STOCKHOLM — Evidence is mounting that streamer Spotify is gearing up to enter the smart speaker market.

According to a job listing mined by MusicAlly last month, Spotify is seeking someone to fill a new role that requires the employee to “define and manage Distribution, Supply, Logistics, fulfillment and Customer Service for Hardware Products and work with partners to deliver the optimal Spotify experience to millions of users.”

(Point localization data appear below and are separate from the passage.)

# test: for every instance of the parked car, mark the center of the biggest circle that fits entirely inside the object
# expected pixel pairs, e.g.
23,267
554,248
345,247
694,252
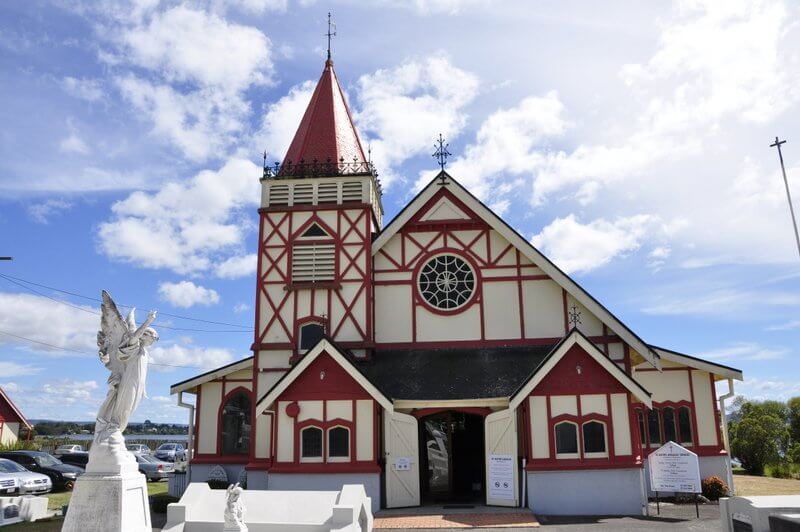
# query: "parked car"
138,448
154,469
77,459
170,452
67,449
27,481
61,475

Since the ad was discovered, Spotify’s employment website says the “gig has been closed or canceled,” which either means the company has filled the position or changed its mind about diving into this crowded market. However, other job listings earlier in the year would indicate the former is more likely.

In the US, Spotify is currently available on a host of smart devices , including models from Sonos, Amazon Alexa, Google Home, Denon, Bose, Chromecast Audio, in addition to a number of devices that feature Spotify Connect — including some BMW and Ford vehicles.

According to the Guardian , Spotify “has also faced pressure from a few manufacturers who don’t want to incorporate the Connect functionality into their products – notably Apple, which doesn’t support native Spotify playback on either the HomePod or Apple Watch. (Spotify users can still use the service with both devices through their phones, but with limited functionality.)”

Significant questions remain. Will the company build its own AI system, or license Amazon’s Alexa or Google Assistant — or both? But Apple, which doesn’t like to play nice with competitors, won’t be an option.

Why should broadcasters care? Spotify is a competing for listeners’ ears, and the potential hardware would be another device where radio would be second fiddle, if AM/FM capability is included at all.